Con questa immagine paradossale, Adrià vuole dire che tutta la cucina moderna è
artificiale, perché si basa su tecnica, trasformazione, progettualità e conoscenza
scientifica. Il “mito del pomodoro artificiale” diventa quindi un modo per sfatare il romanticismo ingenuo del “tutto naturale”, e riportare la riflessione gastronomica su un piano più realistico, tecnico e culturale.

Il “mito del pomodoro artificiale” è diventato così la metafora perfetta della confusione epistemologica che, secondo Adrià, affligge oggi la cultura gastronomica. Con questa espressione, Adrià non sta santificando la manipolazione tecnologica, ma denunciando l’ingenuità con cui etichettiamo come “naturale” o “artificiale” ciò che mangiamo. Tutto è mediato, tutto è frutto di cultura e conoscenza.

Pensiero sistemico e conoscenza connessa

Per uscire dal caos informativo, Adrià propone il pensiero sistemico come nuovo strumento formativo: un metodo per collegare scienze, storia e business in un unico quadro coerente.

“Per comprendere il mondo e migliorarlo, dobbiamo analizzarlo in modo sistemico. Prendiamo ancora il pomodoro: prima c’è la natura, poi l’essere umano, infine ciò che l’uomo fa per rispondere ai propri bisogni. È solo collegando questi livelli che nasce la comprensione. La connessione è la chiave.”

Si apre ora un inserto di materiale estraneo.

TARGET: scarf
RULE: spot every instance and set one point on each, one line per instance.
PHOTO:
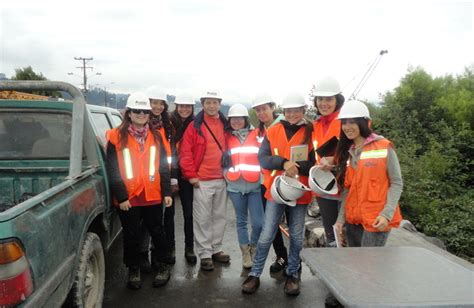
(139, 135)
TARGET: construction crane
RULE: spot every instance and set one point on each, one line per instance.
(362, 82)
(367, 75)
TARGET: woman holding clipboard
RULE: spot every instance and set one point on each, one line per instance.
(328, 101)
(278, 147)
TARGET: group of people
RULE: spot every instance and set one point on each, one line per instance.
(208, 158)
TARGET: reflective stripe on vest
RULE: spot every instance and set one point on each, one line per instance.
(244, 167)
(151, 168)
(382, 153)
(244, 150)
(128, 163)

È questa la logica alla base della Bullipedia, che ambisce a diventare un’enciclopedia del sapere gastronomico integrato: un ponte tra scienza, tecnica, cultura e gestione.
 Un progetto che, nelle parole di Adrià, non è nostalgia del passato, ma fondamento di un nuovo modello educativo per la ristorazione – uno in cui il talento creativo non può prescindere dalla consapevolezza economica, e in cui comprendere un pomodoro significa comprendere il mondo.